Отчасти его успокаивала надежда, что Краев не запомнил, вероятно, наружности того парня, который сидел сзади него в вагоне.
– А пожалуй, пошлите! – сказал он. – Может быть, и правда это повлечет к открытию остальных злоумышленников и выведет Краева из его решимости охранять их инкогнито.
Сламота в тот же день решил отправить свою находку, но прежде он также решил показать ее и Смельскому.
Прихоть
Когда вы глядите на какой-нибудь яркий предмет, в глазах у вас всегда остается на известное время его силуэт.
Предмет этот несколько минут преследует вас своими очертаниями, куда бы вы ни направили свой взор.
Нечто подобное происходило с Анной после ее встречи с Шиловым.
Физиономия последнего, эта адски красивая физиономия, преследовала ее всюду.
Она старалась не думать о нем, но мысли не слушались и все нет-нет да и возвращались к той же теме.
Уже четыре дня прошло с тех пор, как она видела Шилова, а впечатление от этой встречи было свежо, как будто она произошла всего каких-нибудь пять-десять минут тому назад.
В особенности преследовали ее темные, таинственные глаза графского управляющего.
Анна сердилась на себя за эти вольности воображения, старалась думать о Смельском, о сестре, об участи Краева; но что поделаешь с мыслью, с этим неведомым и вместе с тем тяжким гнетом мозга!..
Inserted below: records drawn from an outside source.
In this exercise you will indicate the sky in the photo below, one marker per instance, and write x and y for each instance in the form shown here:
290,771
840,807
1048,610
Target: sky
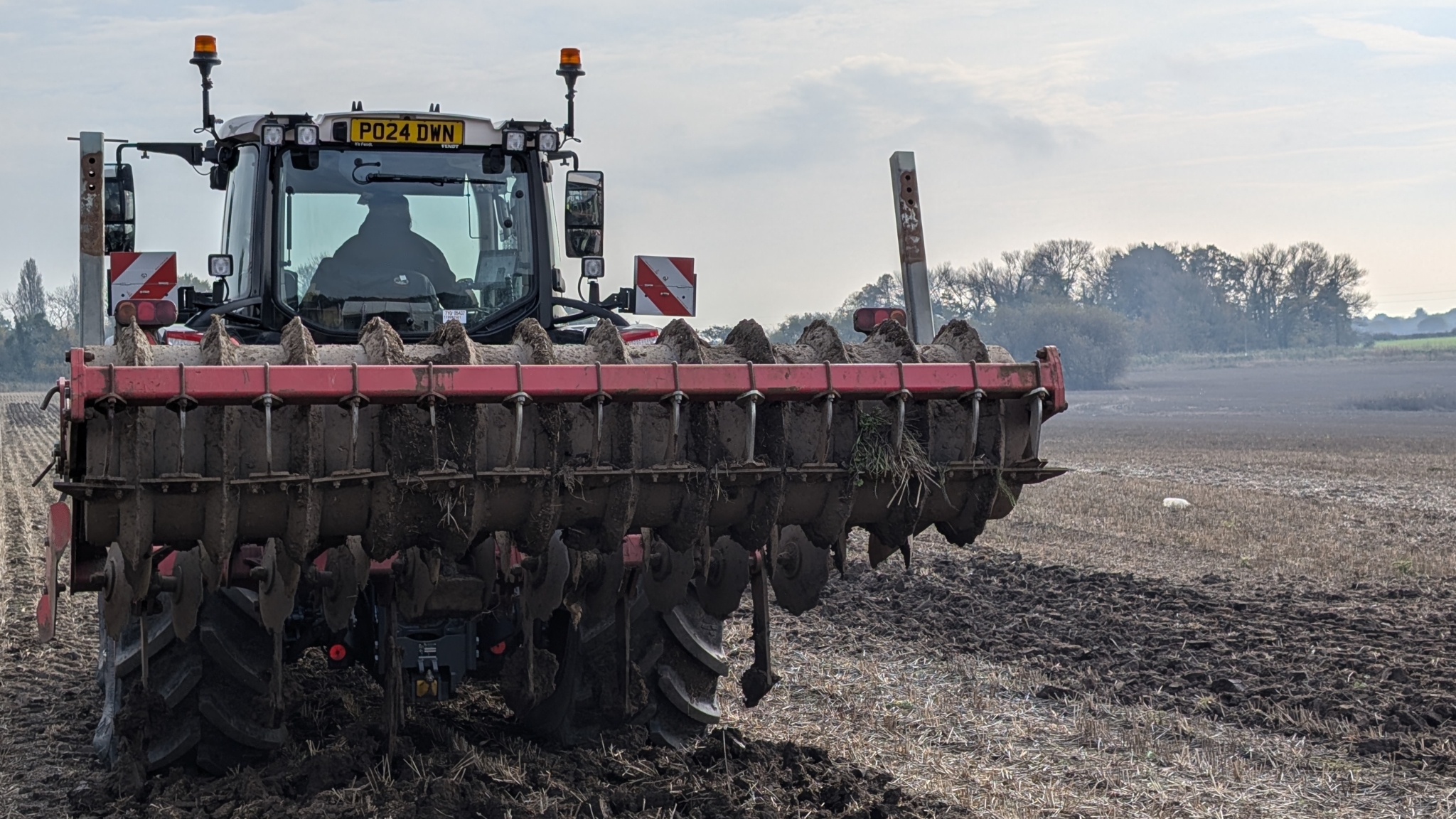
754,136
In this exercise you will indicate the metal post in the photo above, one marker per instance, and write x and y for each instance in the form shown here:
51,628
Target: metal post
92,316
914,277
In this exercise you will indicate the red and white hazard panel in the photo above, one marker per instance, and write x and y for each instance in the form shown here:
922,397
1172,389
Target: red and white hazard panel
665,286
143,276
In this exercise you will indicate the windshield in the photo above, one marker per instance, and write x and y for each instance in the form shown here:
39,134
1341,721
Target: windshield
412,237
Временами ей казалось, что она ненавидит это ужасное лицо, но зато в другое время она ловила себя на таком чувстве, что бледнела от страха и подолгу просиживала, закрыв лицо руками.
Шилов тоже стал странен за последнее время.
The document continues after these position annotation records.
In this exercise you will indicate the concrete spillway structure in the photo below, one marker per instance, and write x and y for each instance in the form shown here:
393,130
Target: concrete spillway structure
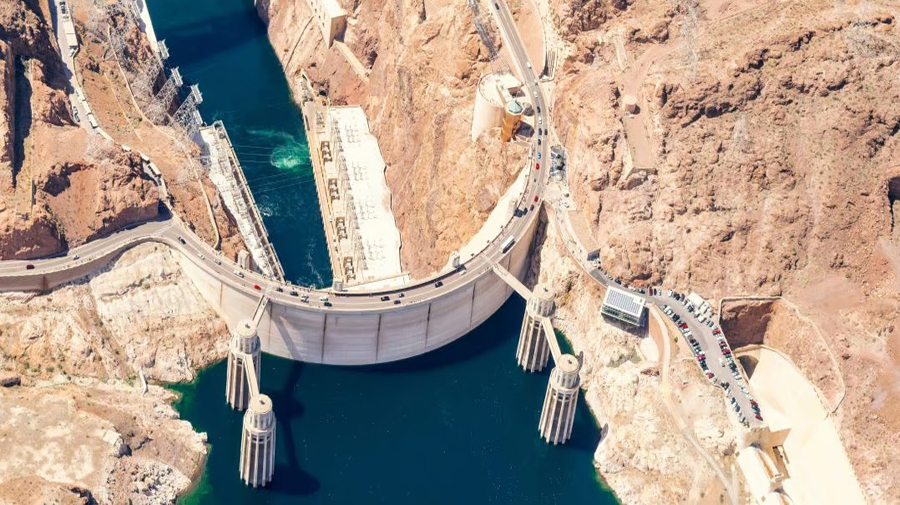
558,414
244,346
258,442
534,348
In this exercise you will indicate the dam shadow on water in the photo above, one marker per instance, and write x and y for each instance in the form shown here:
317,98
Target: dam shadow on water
457,425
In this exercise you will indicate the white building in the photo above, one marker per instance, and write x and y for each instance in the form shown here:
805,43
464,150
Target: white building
331,18
494,93
356,174
624,306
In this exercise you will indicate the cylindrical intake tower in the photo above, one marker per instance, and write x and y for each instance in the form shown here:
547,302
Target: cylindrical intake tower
244,346
558,414
534,350
258,442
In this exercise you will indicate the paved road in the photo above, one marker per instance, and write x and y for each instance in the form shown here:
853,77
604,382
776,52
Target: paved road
171,231
709,345
69,65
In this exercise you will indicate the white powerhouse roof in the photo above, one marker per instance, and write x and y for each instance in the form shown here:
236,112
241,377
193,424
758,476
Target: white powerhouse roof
371,196
624,301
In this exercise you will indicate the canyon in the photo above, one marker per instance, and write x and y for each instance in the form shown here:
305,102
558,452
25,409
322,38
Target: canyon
771,134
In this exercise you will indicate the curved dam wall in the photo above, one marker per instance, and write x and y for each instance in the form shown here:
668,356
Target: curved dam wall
373,336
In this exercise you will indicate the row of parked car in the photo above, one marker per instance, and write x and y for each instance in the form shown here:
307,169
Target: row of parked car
704,316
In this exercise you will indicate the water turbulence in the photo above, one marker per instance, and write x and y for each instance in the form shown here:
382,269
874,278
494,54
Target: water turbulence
458,425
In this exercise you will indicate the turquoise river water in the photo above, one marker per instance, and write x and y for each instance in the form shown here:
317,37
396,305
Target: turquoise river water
458,425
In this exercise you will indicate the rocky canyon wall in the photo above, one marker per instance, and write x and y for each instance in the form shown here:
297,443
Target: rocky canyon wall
772,128
423,61
60,186
70,391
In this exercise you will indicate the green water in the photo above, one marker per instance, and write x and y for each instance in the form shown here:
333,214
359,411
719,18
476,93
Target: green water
458,425
223,47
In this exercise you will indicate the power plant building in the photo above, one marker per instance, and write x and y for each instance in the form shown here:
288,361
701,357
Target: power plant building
624,306
495,105
367,235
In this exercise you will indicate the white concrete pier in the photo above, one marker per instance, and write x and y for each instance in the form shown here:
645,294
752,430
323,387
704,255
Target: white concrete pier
534,347
258,442
558,414
245,347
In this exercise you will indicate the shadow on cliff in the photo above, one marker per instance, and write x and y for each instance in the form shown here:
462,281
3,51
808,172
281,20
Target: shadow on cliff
585,432
290,477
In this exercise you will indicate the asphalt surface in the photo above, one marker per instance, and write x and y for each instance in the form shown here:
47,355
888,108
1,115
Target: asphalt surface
171,231
69,65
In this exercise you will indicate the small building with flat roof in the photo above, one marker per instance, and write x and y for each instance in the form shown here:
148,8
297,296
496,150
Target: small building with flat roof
624,306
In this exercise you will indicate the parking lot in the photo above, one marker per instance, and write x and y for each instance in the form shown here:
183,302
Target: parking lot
699,329
710,348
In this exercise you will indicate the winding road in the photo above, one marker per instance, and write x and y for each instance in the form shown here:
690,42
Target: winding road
48,272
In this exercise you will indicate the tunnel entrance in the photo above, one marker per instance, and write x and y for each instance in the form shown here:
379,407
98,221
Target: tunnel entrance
894,206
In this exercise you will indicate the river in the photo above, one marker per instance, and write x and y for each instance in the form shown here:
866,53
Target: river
458,425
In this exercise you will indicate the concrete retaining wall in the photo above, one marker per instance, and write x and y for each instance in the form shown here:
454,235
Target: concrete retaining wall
397,332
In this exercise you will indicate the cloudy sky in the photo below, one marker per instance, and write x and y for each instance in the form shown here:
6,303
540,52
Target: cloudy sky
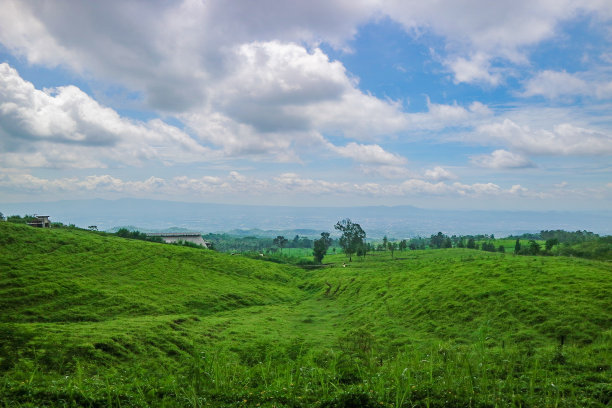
444,104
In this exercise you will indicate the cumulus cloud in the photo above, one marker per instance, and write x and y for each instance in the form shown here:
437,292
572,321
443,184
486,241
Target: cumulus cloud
563,140
64,127
175,52
439,174
502,159
475,69
237,183
369,154
559,84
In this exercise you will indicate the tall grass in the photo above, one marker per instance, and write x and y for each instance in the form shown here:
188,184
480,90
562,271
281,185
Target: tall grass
93,320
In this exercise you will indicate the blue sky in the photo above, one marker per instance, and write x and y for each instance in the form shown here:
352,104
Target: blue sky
448,104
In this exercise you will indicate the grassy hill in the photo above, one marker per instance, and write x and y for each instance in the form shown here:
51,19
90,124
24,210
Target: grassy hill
88,319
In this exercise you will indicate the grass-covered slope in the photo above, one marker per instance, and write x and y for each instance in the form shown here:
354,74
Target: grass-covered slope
89,319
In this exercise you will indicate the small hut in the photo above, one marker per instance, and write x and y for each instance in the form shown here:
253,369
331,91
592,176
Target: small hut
41,221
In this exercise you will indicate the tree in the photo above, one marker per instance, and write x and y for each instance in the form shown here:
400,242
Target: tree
352,236
437,240
403,245
551,243
392,247
321,246
280,242
534,247
471,243
517,246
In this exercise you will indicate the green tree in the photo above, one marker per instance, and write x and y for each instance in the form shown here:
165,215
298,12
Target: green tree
280,242
436,241
447,243
403,245
471,243
551,243
353,236
534,247
517,246
321,246
392,247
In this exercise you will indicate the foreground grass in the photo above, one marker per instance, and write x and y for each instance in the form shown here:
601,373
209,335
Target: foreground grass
91,320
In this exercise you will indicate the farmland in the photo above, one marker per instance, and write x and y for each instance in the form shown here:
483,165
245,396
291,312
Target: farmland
89,319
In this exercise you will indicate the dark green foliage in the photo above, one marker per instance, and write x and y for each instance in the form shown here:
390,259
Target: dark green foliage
567,236
125,233
437,240
88,319
471,243
280,242
517,246
321,246
533,248
353,237
488,246
403,245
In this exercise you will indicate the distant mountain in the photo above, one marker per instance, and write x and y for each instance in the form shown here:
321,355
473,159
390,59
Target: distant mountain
377,221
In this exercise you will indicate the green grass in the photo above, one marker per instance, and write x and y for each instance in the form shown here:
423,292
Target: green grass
89,319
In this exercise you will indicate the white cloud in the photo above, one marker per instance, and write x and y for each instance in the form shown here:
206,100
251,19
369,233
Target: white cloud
439,174
236,183
563,140
476,69
501,159
64,127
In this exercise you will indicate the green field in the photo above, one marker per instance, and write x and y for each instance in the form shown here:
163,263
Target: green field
90,319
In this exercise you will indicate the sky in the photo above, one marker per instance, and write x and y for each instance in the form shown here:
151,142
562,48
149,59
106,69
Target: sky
448,104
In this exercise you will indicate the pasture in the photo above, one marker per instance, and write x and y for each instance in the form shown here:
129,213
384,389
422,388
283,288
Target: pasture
88,319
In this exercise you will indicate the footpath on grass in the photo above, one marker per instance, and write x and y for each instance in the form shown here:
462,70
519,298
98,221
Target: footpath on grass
89,319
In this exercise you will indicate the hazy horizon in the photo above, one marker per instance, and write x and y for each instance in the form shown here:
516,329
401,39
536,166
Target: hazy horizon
491,105
394,221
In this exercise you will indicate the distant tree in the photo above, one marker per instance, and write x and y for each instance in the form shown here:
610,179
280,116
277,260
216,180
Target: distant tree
352,238
280,242
488,246
517,246
403,245
362,250
436,241
392,247
534,247
550,243
321,246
У него, впрочем, ощущения были менее сложны.
Он сразу объявил себе, что чувствует прихоть к красивой, великолепно сложенной девушке и не прочь не только приударить за ней, но и окончательно отбить ее у Смельского, чего бы это ему ни стоило.
Много имел он на своем веку различных амурных историек, много видел благосклонности от таких красавиц, которых одна улыбка поражала сердца как удар молнии, но ни одна из них не нравилась ему так, как нравилась Анна.
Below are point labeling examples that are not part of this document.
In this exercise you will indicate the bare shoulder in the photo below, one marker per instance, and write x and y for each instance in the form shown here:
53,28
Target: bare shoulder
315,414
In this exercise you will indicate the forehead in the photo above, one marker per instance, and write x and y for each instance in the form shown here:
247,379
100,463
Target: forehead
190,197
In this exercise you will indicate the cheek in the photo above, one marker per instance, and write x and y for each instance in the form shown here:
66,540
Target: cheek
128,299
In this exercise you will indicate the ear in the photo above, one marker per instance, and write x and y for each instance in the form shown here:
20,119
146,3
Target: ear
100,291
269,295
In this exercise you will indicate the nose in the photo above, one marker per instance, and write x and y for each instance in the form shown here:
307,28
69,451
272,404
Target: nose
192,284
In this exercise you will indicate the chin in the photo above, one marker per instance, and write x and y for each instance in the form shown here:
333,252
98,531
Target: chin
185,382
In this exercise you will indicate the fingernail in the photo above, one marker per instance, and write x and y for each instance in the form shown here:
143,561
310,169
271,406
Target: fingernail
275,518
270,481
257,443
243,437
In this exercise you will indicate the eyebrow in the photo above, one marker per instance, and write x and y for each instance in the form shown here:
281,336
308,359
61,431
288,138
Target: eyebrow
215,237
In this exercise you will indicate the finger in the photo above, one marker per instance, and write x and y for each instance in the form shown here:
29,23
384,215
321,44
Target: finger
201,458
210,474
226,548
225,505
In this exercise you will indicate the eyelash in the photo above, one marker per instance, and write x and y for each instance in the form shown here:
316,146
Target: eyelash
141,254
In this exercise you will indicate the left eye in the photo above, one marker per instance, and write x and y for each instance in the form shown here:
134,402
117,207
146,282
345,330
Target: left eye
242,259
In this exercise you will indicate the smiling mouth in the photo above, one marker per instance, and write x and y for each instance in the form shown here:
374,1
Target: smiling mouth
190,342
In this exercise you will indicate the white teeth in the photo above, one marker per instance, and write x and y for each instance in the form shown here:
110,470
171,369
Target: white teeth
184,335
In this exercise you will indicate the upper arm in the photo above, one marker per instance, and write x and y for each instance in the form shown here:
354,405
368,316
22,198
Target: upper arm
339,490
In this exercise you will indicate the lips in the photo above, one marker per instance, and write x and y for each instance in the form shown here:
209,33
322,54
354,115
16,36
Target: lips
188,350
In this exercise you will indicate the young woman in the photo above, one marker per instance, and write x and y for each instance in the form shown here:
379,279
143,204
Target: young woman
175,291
Назвав это прихотью, Шилов, однако, ошибся, потому что вскоре убедился, что это далеко не прихоть, а чувство, настоящее горячее чувство со всеми симптомами его зарождения.
Четыре дня миновало уже, а он не имел еще ни одной встречи с Анной, несмотря на то что часто фланировал мимо дачи Краевых, не решаясь, однако, войти по своим особым соображениям, делающим честь его опытности, как селадона.
Он искал встречи с Анной на почве более нейтральной и наконец, как и должно было ожидать, нашел эту почву.
Она опять шла на вокзал, навстречу Смельскому.
Было это около девяти часов вечера.
В этот день Смельский объявил ей, что у него будет в городе много работы и он привезет результат последнего опроса Краева.
Когда она сворачивала на мостки, ведущие к вокзалу, перед ней внезапно, словно из-под земли вырос, появился Шилов.
Она холодно ответила на его поклон и хотела пройти мимо, но он тоже повернулся и пошел с ней рядом.
Анна искоса взглянула на него и заметила, что лицо его побледнело, глаза стали еще мрачнее, а в общем он сделался еще красивее, еще эффектнее.
Он заговорил с нею как со старой знакомой, как с невестой друга своего; каждое слово его дышало той полунебрежной простотою, которая всегда подкупает серьезных девушек, не любящих искателей приключений.
Шилов сказал, между прочим, что сам не знает, что с ним творится в последнее время.
Если бы он был сентиментальный человек, то он назвал бы это тоской, но так как смотрит на вещи с их простой и реальной стороны, то пришел к заключению, что это настроение духа имеет вполне логическое и простое объяснение.
Его начинает сильно мучить вся эти история. Как только он подумает, в каком положении находится теперь ее сестра, так у него просыпается злоба на этого Краева да, кстати, и на самого себя.
– Да на себя-то чего же вы негодуете? – спросила Анна с удивлением.
– За то, что я стал невольной причиной всего этого семейного горя, от которого на вашу долю, Анна Николаевна, согласитесь, перепадает немало! Дорого бы я дал, чтобы этого вовсе не было, а главное, чтобы не было… Чтобы я не видел…
Шилов вдруг умолк, ударил тростью о какой-то тонконогий длинный цветок и сшиб его, как срезал.
– Кого? – спросила Анна с тревогой в голосе.